Bloom has noted that the name Kill Six Billion Demons was initially conceived under the pretense of the original "Choose Your Own Adventure"-style comic the concept originated from, claiming that "Kill Seven Black Emperors" would be more fitting to the current comic.

The art in Kill Six Billion Demons is influenced by the work of Wayne Douglas Barlowe and Jean Giraud. The author has also listed Geof Darrow, James Stokoe, Sheldon Vella, and Noriyoshi Ohrai as influences on his work. Additionally, the comic and its setting draw inspiration from Hindu mythology, Greek Gnosticism, the Berserk series, and The Elder Scrolls.

==Reception==
Black Gate praised its "originality, scope of vision, and explosive visuals", calling it "disorienting, unsettling, inspiring, fascinating, (and) beautiful", and comparing it favorably to China Miéville's Perdido Street Station.

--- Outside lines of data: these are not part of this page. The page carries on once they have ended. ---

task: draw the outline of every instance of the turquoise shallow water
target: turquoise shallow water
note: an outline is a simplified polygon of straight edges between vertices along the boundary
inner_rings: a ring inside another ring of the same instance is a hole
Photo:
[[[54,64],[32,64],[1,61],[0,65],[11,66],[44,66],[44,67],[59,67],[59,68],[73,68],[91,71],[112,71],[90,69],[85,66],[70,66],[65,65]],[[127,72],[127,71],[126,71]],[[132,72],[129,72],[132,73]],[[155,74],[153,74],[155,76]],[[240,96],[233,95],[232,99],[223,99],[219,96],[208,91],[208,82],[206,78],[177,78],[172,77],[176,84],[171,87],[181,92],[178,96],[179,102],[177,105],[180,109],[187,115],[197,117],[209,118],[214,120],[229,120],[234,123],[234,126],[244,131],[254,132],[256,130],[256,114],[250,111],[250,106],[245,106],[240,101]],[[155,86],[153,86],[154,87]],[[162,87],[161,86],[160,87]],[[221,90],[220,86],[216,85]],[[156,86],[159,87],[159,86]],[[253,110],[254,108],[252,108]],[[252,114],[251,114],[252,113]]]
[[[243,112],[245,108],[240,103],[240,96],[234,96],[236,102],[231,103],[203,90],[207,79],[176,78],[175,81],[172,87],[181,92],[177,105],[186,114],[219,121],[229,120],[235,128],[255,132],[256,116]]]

Io9 described its art as "stuffed with sumptuous insanity", and lauded Bloom's ability to provide exposition in a way "that would be tedious in a lesser comic". Bleeding Cool noted that the comic "starts out a little rough in the art department", but soon progresses "from a cool looking comic with a great read to a great looking comic with a fantastic read." Publishers Weekly, reviewing the first collected volume, called it "visually and textually stunning", and a display of Bloom's "impressive worldbuilding abilities", but noted that the illustration (although "never muddled") was nonetheless "sketchy", and observed that the plot of that volume "serves mainly as prologue". ComicsBeat praised the comic's writing and art – especially its establishing shots, noting that "Bloom creates amazing establishing shots of massive alien landscapes", and that "there are no generic character designs here. Every time the character enter a new, crowded area it feels like going into Mos Eisley's Cantina".